[Lucretia Borgia by Ferdinand Gregorovius]@TWC D-Link bookLucretia Borgia CHAPTER X 15/18
There are still some remains of the productions of the old craftsmen of the city in the State-house of Pesaro. There, too, the intellectual movement manifested itself in other fields, fostered by the Sforza or their wives, in emulation of Urbino and Rimini, where Sigismondo Malatesta gathered about him poets and scholars whom he pensioned during their lives, and for whom, when dead, he built sarcophagi about the outer wall of the church.
Camilla interested herself especially in the cultivation of the sciences.
In 1489 she invited a noble Greek, Giorgio Diplovatazio, of Corfu, a kinsman of the Laskaris and the Vatazes, who, fleeing from the Turks, had come to Italy, and taken up his abode in Pesaro, where were living other Greek exiles of the Angeli, Komnenen, and Paleologue families.

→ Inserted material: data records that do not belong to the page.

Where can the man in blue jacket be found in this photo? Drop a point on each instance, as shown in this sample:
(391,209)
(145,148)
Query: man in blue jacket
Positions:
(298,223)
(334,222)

Diplovatazio had studied in Padua.
Giovanni Sforza made him state's advocate of Pesaro in 1492, and he enjoyed a brilliant reputation as a jurisprudent until his death in 1541.[35] Lucretia, consequently, found this illustrious man in Pesaro and might have continued her studies under him and other natives of Greece if she was so disposed.